Sacramento State, once a WAC associate member, would join a division that includes Hawaii, Fresno State, San Jose State and Nevada. The other division would have Rice and Louisiana Tech joined by Centenary, Texas-Pan American and Texas A&M-Corpus Christi.

This is the least attractive of the proposals according to Hawaii coach Mike Trapasso.

"It brings about an unbalanced schedule and, frankly, brings in some weaker teams which would only lower the league's RPI rating. I'm adamantly opposed to playing an unbalanced schedule," Trapasso said.

Another idea is to revert to a single round robin with teams playing a home-and-home schedule every other year. The WAC did this a few years ago when there were more schools in the conference.

"Most other conferences do that, but the problem we have is we don't have enough teams. That would mean a 15-game league schedule and, again, I think we lower the status of the league," said Trapasso.

Another proposal is to keep things the way they are, a 30-game schedule with teams playing each other three times at home.

"The reason we're looking at these different proposals is that it's pretty costly playing everyone home and home. I can't fault schools for looking at that side of things," Trapasso said. "I think it is a little crazy to take kids on a 12-day road trip in the middle of the semester.

"In every single scenario they will be looking at a postseason tournament.

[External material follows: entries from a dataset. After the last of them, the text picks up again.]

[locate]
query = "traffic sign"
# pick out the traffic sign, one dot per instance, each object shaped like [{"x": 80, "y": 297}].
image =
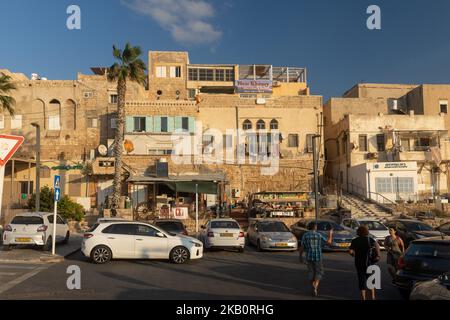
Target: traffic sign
[
  {"x": 57, "y": 183},
  {"x": 8, "y": 146},
  {"x": 57, "y": 194}
]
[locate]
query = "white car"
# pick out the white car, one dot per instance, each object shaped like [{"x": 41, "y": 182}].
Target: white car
[
  {"x": 376, "y": 228},
  {"x": 135, "y": 240},
  {"x": 223, "y": 234},
  {"x": 35, "y": 229}
]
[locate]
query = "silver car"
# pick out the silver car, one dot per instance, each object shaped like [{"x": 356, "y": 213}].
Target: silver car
[{"x": 272, "y": 235}]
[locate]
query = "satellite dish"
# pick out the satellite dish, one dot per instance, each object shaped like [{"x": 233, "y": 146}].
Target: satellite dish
[{"x": 103, "y": 150}]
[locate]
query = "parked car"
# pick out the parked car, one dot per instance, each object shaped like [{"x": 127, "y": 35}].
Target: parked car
[
  {"x": 35, "y": 229},
  {"x": 425, "y": 259},
  {"x": 271, "y": 235},
  {"x": 223, "y": 234},
  {"x": 136, "y": 240},
  {"x": 377, "y": 230},
  {"x": 437, "y": 289},
  {"x": 342, "y": 236},
  {"x": 410, "y": 230},
  {"x": 444, "y": 228},
  {"x": 171, "y": 225}
]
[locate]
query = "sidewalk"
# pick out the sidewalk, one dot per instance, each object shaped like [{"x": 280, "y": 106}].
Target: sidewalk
[{"x": 35, "y": 255}]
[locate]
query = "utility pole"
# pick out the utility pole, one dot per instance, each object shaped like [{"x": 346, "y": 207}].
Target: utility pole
[
  {"x": 316, "y": 175},
  {"x": 38, "y": 165}
]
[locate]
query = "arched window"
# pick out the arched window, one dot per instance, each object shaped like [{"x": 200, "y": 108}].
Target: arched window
[
  {"x": 260, "y": 125},
  {"x": 247, "y": 125},
  {"x": 274, "y": 125}
]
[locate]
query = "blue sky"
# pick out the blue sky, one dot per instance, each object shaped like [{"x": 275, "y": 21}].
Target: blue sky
[{"x": 328, "y": 37}]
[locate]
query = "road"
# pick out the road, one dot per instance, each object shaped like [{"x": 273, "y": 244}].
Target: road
[{"x": 220, "y": 275}]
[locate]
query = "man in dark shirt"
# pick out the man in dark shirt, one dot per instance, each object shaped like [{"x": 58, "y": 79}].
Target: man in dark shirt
[{"x": 361, "y": 248}]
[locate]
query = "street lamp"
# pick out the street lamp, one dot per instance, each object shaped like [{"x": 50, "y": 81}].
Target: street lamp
[{"x": 38, "y": 165}]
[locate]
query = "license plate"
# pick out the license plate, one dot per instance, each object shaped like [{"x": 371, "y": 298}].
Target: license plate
[
  {"x": 226, "y": 235},
  {"x": 281, "y": 245}
]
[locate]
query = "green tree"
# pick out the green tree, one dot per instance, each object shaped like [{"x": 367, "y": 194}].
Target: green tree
[
  {"x": 130, "y": 67},
  {"x": 6, "y": 87}
]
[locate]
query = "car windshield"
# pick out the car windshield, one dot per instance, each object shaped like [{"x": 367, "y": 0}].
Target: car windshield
[
  {"x": 327, "y": 226},
  {"x": 27, "y": 220},
  {"x": 170, "y": 225},
  {"x": 374, "y": 225},
  {"x": 224, "y": 225},
  {"x": 273, "y": 227},
  {"x": 429, "y": 250},
  {"x": 418, "y": 226}
]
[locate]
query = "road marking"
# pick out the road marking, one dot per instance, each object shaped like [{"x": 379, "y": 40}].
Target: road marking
[{"x": 19, "y": 280}]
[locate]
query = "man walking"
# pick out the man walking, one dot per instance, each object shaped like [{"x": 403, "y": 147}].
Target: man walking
[{"x": 312, "y": 244}]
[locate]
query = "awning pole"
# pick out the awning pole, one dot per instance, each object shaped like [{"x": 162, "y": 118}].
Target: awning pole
[{"x": 196, "y": 208}]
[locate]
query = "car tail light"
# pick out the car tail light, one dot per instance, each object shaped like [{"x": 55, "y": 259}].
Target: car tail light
[
  {"x": 401, "y": 263},
  {"x": 42, "y": 228}
]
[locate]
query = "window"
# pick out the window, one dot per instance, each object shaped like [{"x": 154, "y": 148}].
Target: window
[
  {"x": 443, "y": 106},
  {"x": 92, "y": 122},
  {"x": 381, "y": 145},
  {"x": 16, "y": 121},
  {"x": 161, "y": 71},
  {"x": 247, "y": 125},
  {"x": 309, "y": 143},
  {"x": 175, "y": 72},
  {"x": 164, "y": 124},
  {"x": 260, "y": 125},
  {"x": 124, "y": 229},
  {"x": 139, "y": 124},
  {"x": 274, "y": 125},
  {"x": 24, "y": 187},
  {"x": 293, "y": 141},
  {"x": 54, "y": 123},
  {"x": 383, "y": 185},
  {"x": 146, "y": 231},
  {"x": 363, "y": 143},
  {"x": 404, "y": 185},
  {"x": 185, "y": 123},
  {"x": 113, "y": 98},
  {"x": 113, "y": 123}
]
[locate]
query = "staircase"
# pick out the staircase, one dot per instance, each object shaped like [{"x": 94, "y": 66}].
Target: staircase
[{"x": 361, "y": 208}]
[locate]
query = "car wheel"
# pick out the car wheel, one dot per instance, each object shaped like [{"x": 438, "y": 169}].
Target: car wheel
[
  {"x": 48, "y": 245},
  {"x": 258, "y": 246},
  {"x": 66, "y": 239},
  {"x": 101, "y": 255},
  {"x": 179, "y": 255}
]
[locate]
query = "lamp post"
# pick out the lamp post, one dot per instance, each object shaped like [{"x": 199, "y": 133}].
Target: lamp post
[{"x": 38, "y": 165}]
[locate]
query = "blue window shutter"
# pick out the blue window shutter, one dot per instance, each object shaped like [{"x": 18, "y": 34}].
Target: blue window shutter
[
  {"x": 191, "y": 124},
  {"x": 157, "y": 124},
  {"x": 178, "y": 123},
  {"x": 149, "y": 124},
  {"x": 129, "y": 124},
  {"x": 170, "y": 124}
]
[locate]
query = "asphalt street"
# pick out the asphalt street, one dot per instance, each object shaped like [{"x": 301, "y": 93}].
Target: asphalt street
[{"x": 220, "y": 275}]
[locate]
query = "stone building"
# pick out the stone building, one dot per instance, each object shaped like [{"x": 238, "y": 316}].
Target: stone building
[{"x": 377, "y": 126}]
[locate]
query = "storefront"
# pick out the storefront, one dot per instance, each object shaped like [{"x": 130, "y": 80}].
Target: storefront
[{"x": 385, "y": 181}]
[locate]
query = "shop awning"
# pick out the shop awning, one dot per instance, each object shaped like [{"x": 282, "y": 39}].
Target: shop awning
[{"x": 204, "y": 183}]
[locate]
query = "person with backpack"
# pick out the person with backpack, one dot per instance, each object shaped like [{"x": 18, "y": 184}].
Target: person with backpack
[{"x": 366, "y": 252}]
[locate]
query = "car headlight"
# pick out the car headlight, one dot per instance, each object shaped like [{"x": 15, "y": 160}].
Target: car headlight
[{"x": 197, "y": 244}]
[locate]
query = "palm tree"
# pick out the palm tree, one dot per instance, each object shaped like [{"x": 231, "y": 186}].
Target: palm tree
[
  {"x": 6, "y": 101},
  {"x": 129, "y": 66}
]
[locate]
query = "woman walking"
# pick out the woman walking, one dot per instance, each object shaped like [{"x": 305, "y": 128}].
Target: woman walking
[
  {"x": 366, "y": 252},
  {"x": 395, "y": 248}
]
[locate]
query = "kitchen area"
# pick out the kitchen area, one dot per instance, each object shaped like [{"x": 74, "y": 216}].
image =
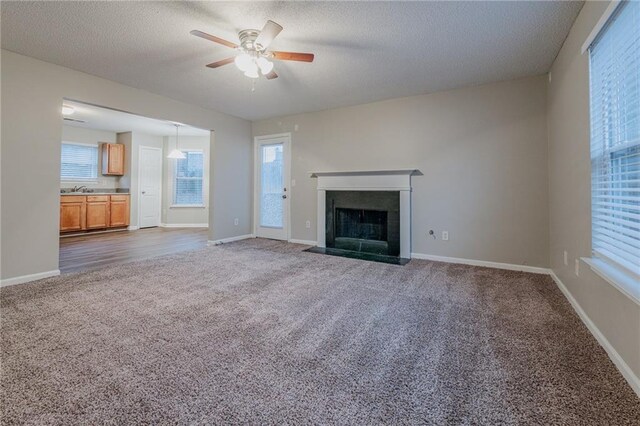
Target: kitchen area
[
  {"x": 87, "y": 209},
  {"x": 131, "y": 187}
]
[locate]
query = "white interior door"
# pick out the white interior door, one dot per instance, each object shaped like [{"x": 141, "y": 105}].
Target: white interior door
[
  {"x": 272, "y": 191},
  {"x": 150, "y": 179}
]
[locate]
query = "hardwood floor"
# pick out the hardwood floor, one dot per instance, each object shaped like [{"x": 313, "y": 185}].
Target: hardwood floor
[{"x": 93, "y": 251}]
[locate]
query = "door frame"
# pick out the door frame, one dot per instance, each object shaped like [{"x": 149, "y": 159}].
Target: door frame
[
  {"x": 287, "y": 180},
  {"x": 138, "y": 189}
]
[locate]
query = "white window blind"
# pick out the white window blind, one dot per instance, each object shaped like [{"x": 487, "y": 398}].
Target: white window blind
[
  {"x": 188, "y": 179},
  {"x": 79, "y": 162},
  {"x": 615, "y": 138}
]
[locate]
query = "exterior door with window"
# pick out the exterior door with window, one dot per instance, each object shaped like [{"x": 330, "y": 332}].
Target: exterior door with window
[
  {"x": 272, "y": 191},
  {"x": 150, "y": 166}
]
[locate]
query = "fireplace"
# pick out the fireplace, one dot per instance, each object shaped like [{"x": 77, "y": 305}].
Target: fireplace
[
  {"x": 363, "y": 221},
  {"x": 365, "y": 214}
]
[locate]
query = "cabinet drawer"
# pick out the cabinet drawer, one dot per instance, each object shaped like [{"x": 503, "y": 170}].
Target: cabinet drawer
[
  {"x": 97, "y": 198},
  {"x": 72, "y": 199}
]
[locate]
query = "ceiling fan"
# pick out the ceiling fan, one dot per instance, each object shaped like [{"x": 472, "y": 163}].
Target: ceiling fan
[{"x": 253, "y": 58}]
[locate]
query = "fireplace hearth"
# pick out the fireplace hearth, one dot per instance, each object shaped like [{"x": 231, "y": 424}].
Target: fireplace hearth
[
  {"x": 363, "y": 221},
  {"x": 365, "y": 214}
]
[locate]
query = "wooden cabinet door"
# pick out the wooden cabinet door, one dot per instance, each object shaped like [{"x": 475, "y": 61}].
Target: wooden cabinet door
[
  {"x": 72, "y": 213},
  {"x": 113, "y": 159},
  {"x": 97, "y": 212},
  {"x": 119, "y": 210}
]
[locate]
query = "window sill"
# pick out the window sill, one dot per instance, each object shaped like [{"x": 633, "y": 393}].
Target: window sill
[
  {"x": 187, "y": 206},
  {"x": 623, "y": 281}
]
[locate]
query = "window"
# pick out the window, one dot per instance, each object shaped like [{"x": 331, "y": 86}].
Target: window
[
  {"x": 79, "y": 162},
  {"x": 615, "y": 139},
  {"x": 188, "y": 180}
]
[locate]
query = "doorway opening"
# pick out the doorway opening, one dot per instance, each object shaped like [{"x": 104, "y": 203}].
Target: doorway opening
[{"x": 272, "y": 192}]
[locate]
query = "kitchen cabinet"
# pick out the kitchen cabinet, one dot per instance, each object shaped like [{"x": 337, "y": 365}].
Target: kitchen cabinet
[
  {"x": 91, "y": 212},
  {"x": 72, "y": 213},
  {"x": 113, "y": 159},
  {"x": 97, "y": 212}
]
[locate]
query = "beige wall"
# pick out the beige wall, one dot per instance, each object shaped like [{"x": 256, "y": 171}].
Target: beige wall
[
  {"x": 32, "y": 95},
  {"x": 483, "y": 152},
  {"x": 177, "y": 215},
  {"x": 90, "y": 136},
  {"x": 615, "y": 315}
]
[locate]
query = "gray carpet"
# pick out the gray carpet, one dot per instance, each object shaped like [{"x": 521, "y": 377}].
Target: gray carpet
[{"x": 261, "y": 332}]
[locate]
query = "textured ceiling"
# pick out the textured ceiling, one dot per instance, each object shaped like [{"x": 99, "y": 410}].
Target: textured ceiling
[
  {"x": 364, "y": 51},
  {"x": 117, "y": 121}
]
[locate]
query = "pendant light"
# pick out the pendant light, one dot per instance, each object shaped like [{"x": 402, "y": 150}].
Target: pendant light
[{"x": 176, "y": 153}]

I think we'll have one in the near future," Trapasso said. "I think it's silly not to have one. It means more games and gives everyone something to play for right to the end.

"I've been in situations at Georgia Tech where we were a bubble team going into postseason. We went deep into the tournament, won three or four games to get us over the 35-, 36-game mark and got an at-large bid (to the NCAA Tournament)."